Molecular simulation of selective coordination for various silyl ester Lewis base donors with MgCl₂ in Ziegler–Natta catalysis

In this article, we present the influence of substituents with different electron-donating (ED) powers on the coordination properties of bis(benzoyloxy)dimethylsilane (BDMS) on the MgCl₂ support of Ziegler–Natta (ZN) catalysts through molecular simulation of different adsorption adducts. Thermodynamically, the most favourable adsorption structure was found with the diaminoborane substituent in a bridging mode on the (110) crystalline facet, representing a 37.63% increase at PBEh/TZVP in the adsorption strength of the original silyl ester. Generally, the higher the ED strength of the substituent, the higher the exergonicity of donor coordination.
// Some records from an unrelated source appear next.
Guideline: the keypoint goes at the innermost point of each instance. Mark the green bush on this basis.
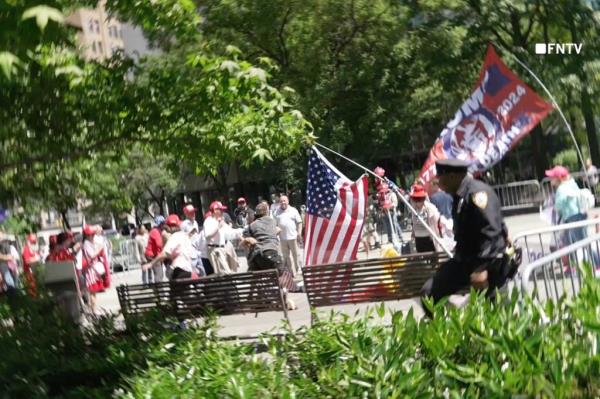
(484, 350)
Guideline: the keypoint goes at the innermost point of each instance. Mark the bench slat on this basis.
(251, 292)
(373, 280)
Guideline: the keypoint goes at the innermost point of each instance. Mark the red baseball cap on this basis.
(217, 205)
(173, 220)
(89, 230)
(189, 208)
(557, 171)
(418, 191)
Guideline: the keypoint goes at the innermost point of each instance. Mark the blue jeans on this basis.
(391, 224)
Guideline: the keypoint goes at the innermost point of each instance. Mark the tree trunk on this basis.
(540, 154)
(590, 124)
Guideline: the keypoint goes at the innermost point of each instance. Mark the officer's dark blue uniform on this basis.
(480, 235)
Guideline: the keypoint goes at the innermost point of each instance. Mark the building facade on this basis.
(100, 35)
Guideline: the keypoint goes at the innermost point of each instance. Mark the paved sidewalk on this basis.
(240, 325)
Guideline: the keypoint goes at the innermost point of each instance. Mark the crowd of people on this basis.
(90, 252)
(180, 249)
(270, 235)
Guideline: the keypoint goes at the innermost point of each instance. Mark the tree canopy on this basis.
(188, 102)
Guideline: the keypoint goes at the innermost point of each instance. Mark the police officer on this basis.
(479, 231)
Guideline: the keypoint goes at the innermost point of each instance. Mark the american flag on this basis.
(335, 212)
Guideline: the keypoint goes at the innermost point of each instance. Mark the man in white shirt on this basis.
(178, 248)
(218, 234)
(290, 224)
(190, 222)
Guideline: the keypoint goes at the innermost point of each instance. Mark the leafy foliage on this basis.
(61, 114)
(483, 350)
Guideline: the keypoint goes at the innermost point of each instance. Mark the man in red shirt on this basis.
(154, 248)
(31, 257)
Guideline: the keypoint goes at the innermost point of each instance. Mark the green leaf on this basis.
(9, 63)
(42, 15)
(261, 154)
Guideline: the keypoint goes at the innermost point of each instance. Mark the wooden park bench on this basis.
(251, 292)
(370, 280)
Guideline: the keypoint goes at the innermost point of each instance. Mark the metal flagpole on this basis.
(397, 191)
(555, 104)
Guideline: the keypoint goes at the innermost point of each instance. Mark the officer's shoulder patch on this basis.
(480, 199)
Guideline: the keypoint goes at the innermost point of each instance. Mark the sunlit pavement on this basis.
(251, 325)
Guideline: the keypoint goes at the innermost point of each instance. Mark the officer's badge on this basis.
(480, 199)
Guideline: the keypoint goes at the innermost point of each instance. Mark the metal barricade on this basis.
(581, 178)
(560, 273)
(519, 195)
(541, 242)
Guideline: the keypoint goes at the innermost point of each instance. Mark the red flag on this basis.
(498, 114)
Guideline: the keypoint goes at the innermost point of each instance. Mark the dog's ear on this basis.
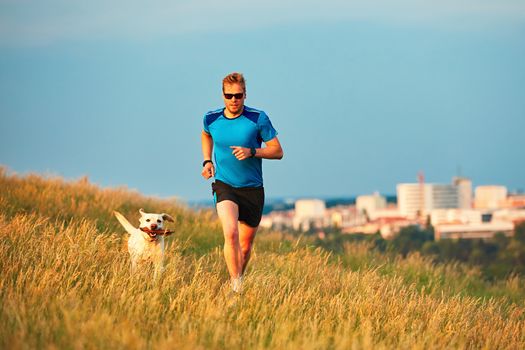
(167, 217)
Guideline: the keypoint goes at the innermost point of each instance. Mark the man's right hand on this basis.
(208, 170)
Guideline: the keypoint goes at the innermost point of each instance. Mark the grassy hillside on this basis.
(66, 284)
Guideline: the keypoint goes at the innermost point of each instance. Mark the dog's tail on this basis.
(129, 228)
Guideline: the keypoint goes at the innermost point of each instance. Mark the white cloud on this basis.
(33, 22)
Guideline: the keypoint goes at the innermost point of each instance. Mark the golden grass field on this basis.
(66, 284)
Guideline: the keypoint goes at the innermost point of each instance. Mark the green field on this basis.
(66, 284)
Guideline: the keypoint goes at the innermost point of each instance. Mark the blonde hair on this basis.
(234, 78)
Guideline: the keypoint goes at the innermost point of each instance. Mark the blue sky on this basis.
(363, 96)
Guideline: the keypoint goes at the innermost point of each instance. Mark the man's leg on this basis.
(246, 237)
(228, 213)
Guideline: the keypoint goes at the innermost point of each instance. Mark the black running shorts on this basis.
(249, 199)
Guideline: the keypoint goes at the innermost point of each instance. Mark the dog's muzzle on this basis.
(154, 233)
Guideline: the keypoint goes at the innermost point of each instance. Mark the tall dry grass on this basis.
(66, 284)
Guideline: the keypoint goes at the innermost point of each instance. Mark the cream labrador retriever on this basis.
(146, 243)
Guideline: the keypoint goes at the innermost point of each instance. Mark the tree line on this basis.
(497, 258)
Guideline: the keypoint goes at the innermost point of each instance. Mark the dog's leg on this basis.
(133, 265)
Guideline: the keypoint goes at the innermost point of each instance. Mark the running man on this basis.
(234, 135)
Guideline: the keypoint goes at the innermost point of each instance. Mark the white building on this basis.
(369, 204)
(455, 216)
(464, 187)
(473, 231)
(490, 197)
(421, 198)
(309, 213)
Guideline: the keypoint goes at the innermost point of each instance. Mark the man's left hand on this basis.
(241, 153)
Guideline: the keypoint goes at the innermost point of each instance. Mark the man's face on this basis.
(233, 105)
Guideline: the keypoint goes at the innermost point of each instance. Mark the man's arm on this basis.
(273, 150)
(208, 170)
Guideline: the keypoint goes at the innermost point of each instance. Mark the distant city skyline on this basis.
(364, 96)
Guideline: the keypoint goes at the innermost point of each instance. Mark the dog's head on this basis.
(153, 223)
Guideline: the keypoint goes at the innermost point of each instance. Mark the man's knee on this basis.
(231, 235)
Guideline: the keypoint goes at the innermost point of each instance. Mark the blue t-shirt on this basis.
(247, 130)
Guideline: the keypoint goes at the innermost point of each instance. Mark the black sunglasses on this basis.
(237, 96)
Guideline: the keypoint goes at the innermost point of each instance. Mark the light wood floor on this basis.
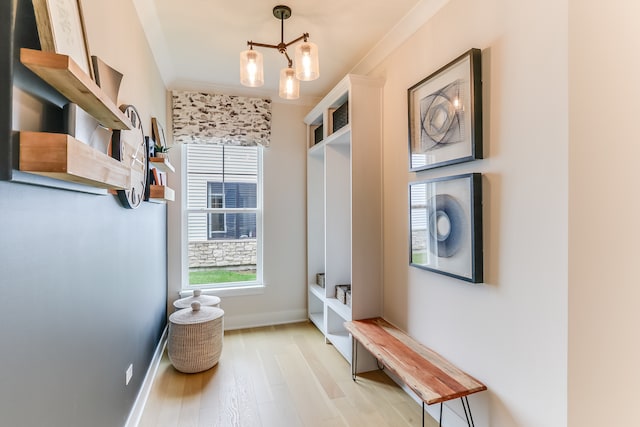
(280, 376)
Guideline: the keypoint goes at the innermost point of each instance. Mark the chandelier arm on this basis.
(272, 46)
(288, 59)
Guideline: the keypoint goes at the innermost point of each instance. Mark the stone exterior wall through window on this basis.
(223, 253)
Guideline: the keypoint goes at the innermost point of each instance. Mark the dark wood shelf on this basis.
(161, 193)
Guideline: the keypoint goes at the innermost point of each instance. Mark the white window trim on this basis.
(230, 289)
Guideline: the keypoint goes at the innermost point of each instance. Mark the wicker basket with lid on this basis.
(204, 300)
(195, 338)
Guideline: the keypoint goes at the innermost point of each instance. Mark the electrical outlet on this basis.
(128, 374)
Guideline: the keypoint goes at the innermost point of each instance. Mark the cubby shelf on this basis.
(62, 73)
(63, 157)
(344, 216)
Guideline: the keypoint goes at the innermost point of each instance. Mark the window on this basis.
(223, 215)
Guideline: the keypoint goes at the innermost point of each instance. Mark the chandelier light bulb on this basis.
(289, 84)
(251, 68)
(307, 62)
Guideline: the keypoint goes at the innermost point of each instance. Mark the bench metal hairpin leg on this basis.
(465, 406)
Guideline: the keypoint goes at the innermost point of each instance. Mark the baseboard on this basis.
(264, 319)
(450, 416)
(138, 406)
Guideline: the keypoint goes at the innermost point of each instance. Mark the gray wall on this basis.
(83, 285)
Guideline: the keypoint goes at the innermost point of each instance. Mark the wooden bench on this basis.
(431, 377)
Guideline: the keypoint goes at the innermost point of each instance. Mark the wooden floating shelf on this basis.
(161, 163)
(63, 157)
(161, 193)
(61, 72)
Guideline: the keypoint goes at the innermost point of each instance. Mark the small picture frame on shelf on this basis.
(61, 30)
(157, 133)
(445, 115)
(446, 226)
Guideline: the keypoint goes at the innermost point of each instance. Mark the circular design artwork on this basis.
(441, 117)
(446, 223)
(130, 147)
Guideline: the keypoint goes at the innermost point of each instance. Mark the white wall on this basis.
(116, 36)
(284, 222)
(510, 332)
(604, 208)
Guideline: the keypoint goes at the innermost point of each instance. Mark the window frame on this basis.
(228, 288)
(210, 232)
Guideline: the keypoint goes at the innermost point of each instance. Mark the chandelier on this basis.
(306, 61)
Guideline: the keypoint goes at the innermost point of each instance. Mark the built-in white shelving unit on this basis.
(344, 206)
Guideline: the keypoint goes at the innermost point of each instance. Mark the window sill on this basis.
(228, 291)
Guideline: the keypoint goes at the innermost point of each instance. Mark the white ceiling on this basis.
(197, 43)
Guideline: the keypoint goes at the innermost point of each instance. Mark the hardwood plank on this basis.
(424, 371)
(280, 376)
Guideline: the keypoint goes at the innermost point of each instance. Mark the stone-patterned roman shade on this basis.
(203, 118)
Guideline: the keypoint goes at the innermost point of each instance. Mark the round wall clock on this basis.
(130, 147)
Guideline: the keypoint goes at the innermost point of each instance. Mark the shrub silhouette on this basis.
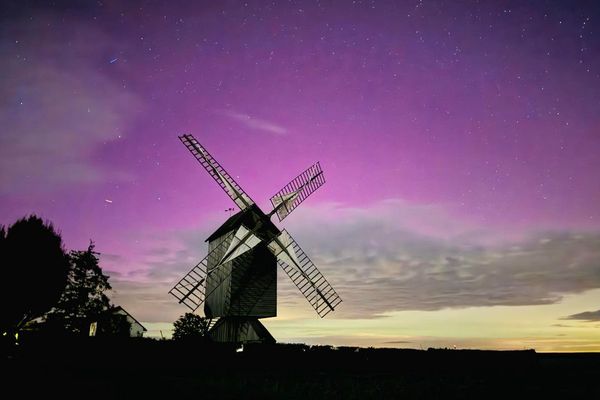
(34, 267)
(190, 326)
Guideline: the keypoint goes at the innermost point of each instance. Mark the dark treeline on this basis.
(146, 367)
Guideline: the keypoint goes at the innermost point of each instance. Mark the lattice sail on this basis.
(305, 275)
(191, 289)
(297, 191)
(233, 190)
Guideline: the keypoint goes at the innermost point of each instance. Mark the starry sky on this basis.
(460, 143)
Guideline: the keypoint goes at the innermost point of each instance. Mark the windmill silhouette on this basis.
(237, 280)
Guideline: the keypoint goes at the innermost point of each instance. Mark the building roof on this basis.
(248, 217)
(119, 308)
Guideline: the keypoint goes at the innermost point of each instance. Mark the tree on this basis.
(190, 326)
(34, 267)
(83, 301)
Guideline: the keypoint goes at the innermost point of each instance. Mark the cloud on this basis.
(57, 105)
(589, 316)
(393, 256)
(380, 263)
(254, 123)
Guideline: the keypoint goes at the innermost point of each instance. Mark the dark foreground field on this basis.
(137, 369)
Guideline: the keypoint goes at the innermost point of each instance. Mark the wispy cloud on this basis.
(588, 316)
(53, 120)
(253, 122)
(381, 262)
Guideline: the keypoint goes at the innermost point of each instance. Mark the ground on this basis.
(100, 368)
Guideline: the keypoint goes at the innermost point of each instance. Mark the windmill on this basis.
(237, 280)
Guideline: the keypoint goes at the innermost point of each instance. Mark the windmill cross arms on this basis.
(295, 192)
(305, 275)
(233, 190)
(191, 289)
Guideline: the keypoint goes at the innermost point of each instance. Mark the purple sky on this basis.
(450, 134)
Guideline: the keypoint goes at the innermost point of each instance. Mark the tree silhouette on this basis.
(34, 268)
(83, 301)
(190, 326)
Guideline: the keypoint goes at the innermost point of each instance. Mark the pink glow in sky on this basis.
(460, 129)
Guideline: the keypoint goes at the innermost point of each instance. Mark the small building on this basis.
(136, 329)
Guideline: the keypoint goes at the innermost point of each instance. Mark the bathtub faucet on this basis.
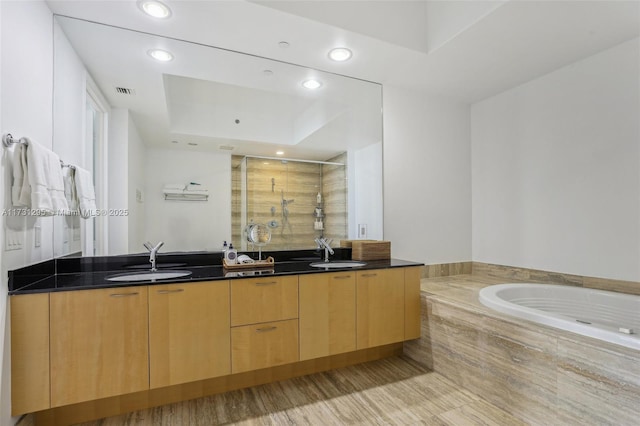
(326, 245)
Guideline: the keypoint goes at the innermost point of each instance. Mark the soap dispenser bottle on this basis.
(231, 255)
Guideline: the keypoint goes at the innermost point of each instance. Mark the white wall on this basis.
(26, 87)
(118, 153)
(427, 184)
(69, 106)
(555, 170)
(188, 225)
(136, 182)
(365, 192)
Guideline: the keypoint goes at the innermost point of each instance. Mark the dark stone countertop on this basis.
(84, 273)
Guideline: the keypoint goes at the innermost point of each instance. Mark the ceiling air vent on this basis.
(125, 91)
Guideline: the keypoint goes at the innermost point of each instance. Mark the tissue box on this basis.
(370, 250)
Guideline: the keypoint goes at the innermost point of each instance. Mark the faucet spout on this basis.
(153, 253)
(326, 245)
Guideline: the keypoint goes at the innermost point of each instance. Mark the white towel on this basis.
(70, 188)
(175, 186)
(18, 166)
(85, 192)
(45, 180)
(196, 189)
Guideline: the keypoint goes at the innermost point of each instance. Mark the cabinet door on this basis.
(380, 307)
(29, 353)
(189, 336)
(255, 300)
(412, 303)
(327, 314)
(264, 345)
(99, 344)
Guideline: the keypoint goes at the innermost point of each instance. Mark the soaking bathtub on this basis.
(605, 315)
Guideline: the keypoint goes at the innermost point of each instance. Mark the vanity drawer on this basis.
(257, 300)
(264, 345)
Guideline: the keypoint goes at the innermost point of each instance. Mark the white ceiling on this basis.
(207, 97)
(495, 47)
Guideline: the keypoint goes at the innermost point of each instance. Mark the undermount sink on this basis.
(338, 264)
(148, 276)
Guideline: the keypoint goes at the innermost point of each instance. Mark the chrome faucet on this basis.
(326, 245)
(153, 252)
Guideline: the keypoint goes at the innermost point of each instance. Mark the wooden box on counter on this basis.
(368, 249)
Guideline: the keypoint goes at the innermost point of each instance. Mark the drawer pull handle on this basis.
(178, 290)
(265, 329)
(123, 294)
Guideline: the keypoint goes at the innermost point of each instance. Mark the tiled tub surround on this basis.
(537, 373)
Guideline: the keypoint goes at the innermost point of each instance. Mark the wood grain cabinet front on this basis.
(264, 345)
(327, 314)
(99, 344)
(256, 300)
(29, 353)
(189, 336)
(380, 307)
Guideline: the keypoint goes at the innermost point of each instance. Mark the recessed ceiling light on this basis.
(160, 55)
(154, 8)
(311, 84)
(340, 54)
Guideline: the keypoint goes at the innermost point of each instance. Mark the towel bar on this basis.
(8, 139)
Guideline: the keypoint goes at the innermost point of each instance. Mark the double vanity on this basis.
(85, 346)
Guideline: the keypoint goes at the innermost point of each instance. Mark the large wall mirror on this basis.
(192, 150)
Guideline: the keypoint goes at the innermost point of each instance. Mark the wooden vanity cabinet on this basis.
(327, 314)
(412, 306)
(264, 345)
(263, 299)
(29, 353)
(99, 344)
(85, 346)
(189, 335)
(380, 304)
(264, 321)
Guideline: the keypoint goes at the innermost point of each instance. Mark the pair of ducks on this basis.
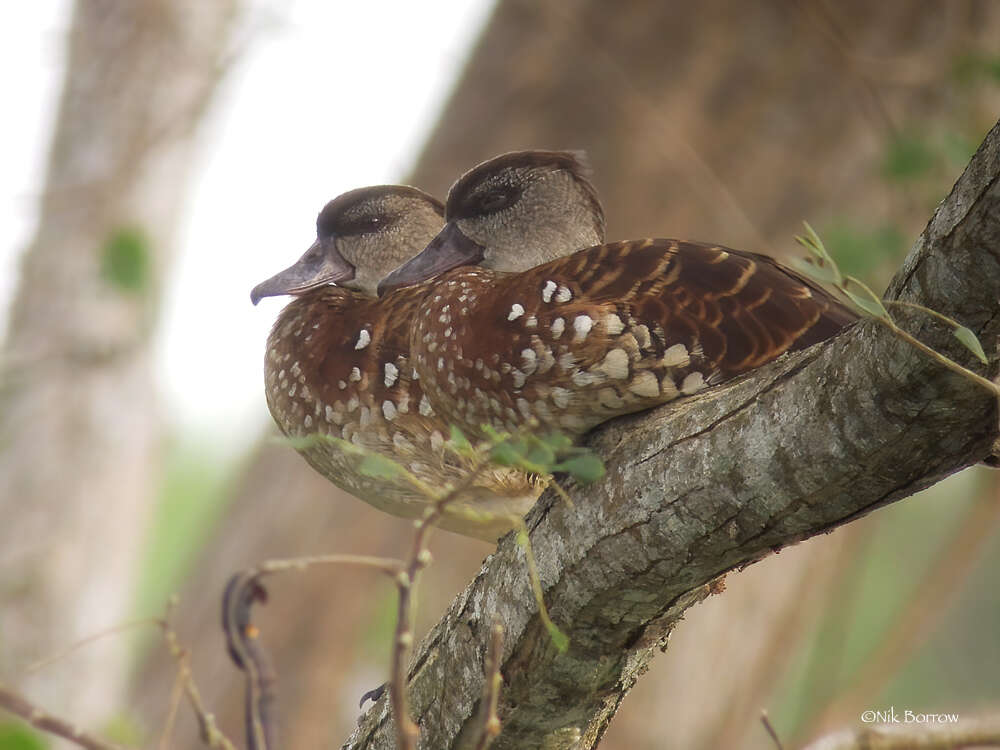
(494, 315)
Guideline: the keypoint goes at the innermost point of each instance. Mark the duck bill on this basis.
(317, 267)
(450, 249)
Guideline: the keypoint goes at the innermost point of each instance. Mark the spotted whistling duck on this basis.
(337, 364)
(604, 331)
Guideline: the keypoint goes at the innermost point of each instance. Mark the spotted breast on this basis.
(608, 330)
(338, 364)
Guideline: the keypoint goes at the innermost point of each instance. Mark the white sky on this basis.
(330, 96)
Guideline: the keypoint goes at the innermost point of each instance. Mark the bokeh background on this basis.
(164, 156)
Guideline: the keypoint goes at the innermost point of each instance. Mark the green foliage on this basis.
(559, 639)
(19, 737)
(907, 158)
(971, 342)
(191, 498)
(859, 250)
(126, 260)
(544, 455)
(377, 466)
(124, 730)
(820, 265)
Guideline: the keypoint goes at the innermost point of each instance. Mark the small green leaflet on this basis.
(969, 340)
(379, 467)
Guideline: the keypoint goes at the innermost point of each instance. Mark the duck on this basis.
(337, 365)
(506, 338)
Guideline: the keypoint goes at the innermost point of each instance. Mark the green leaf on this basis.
(860, 248)
(493, 435)
(557, 442)
(971, 342)
(540, 455)
(821, 271)
(379, 467)
(16, 737)
(125, 260)
(907, 158)
(869, 304)
(505, 454)
(559, 639)
(866, 299)
(585, 468)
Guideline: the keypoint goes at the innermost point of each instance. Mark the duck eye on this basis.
(495, 200)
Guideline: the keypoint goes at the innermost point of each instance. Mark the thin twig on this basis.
(176, 693)
(210, 733)
(406, 731)
(114, 630)
(940, 358)
(766, 721)
(18, 705)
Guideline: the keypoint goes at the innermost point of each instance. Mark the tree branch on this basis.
(698, 488)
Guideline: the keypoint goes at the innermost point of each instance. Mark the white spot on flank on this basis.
(560, 397)
(615, 364)
(391, 373)
(425, 407)
(530, 360)
(566, 360)
(676, 356)
(645, 385)
(524, 407)
(437, 440)
(583, 379)
(693, 383)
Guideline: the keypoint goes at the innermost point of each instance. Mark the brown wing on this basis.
(739, 310)
(617, 328)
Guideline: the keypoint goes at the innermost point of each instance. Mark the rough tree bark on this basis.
(717, 120)
(699, 488)
(79, 426)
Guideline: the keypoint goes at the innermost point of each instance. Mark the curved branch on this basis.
(701, 487)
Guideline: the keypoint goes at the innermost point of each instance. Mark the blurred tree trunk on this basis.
(79, 422)
(722, 121)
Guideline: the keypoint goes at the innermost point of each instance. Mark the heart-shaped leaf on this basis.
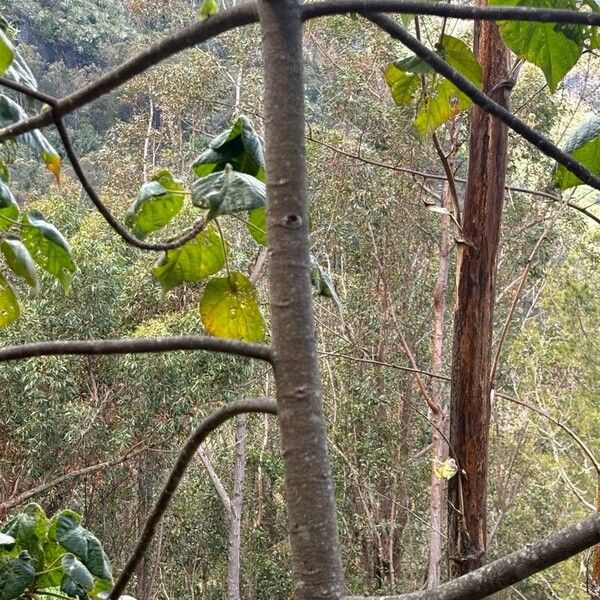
(208, 9)
(196, 260)
(322, 281)
(229, 309)
(583, 145)
(554, 47)
(16, 576)
(227, 192)
(9, 303)
(447, 100)
(158, 202)
(48, 247)
(8, 206)
(240, 146)
(77, 580)
(19, 260)
(67, 531)
(11, 112)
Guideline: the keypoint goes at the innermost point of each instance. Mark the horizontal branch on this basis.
(246, 14)
(243, 14)
(511, 569)
(453, 11)
(550, 149)
(438, 177)
(38, 489)
(105, 212)
(136, 345)
(212, 422)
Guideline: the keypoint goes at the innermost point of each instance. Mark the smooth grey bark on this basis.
(235, 525)
(309, 490)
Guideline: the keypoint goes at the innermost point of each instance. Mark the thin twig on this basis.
(512, 568)
(435, 176)
(212, 422)
(137, 345)
(396, 31)
(24, 496)
(108, 216)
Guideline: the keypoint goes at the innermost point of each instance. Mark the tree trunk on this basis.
(439, 447)
(235, 524)
(309, 490)
(470, 391)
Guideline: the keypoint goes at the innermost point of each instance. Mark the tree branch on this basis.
(547, 147)
(24, 496)
(246, 14)
(108, 216)
(137, 345)
(510, 569)
(426, 175)
(243, 14)
(212, 422)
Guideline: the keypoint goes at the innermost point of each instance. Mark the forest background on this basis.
(377, 231)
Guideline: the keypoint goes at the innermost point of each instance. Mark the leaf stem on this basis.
(225, 253)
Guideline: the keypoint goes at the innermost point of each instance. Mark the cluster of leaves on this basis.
(27, 241)
(57, 556)
(553, 47)
(230, 180)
All of the new donors except those containing the nitro and formyl groups are preferably chemisorbed on the (110) surface. While the nitro, formyl, vinyl, and hydroxyl substitutions deteriorated the isotacticity of the polymer, a diaminoborane group was predicted to enhance the isotactic index by 306% relative to the original donor. Particularly, nitrophenyl could improve the isotactic index by 69% while its complexation remained in the thermodynamically controlled regime. Overall, the present DFT study demonstrated how a systematic exploration of substituents over a wide range of ED power can help in the design of new Lewis base donors for ZN catalysis.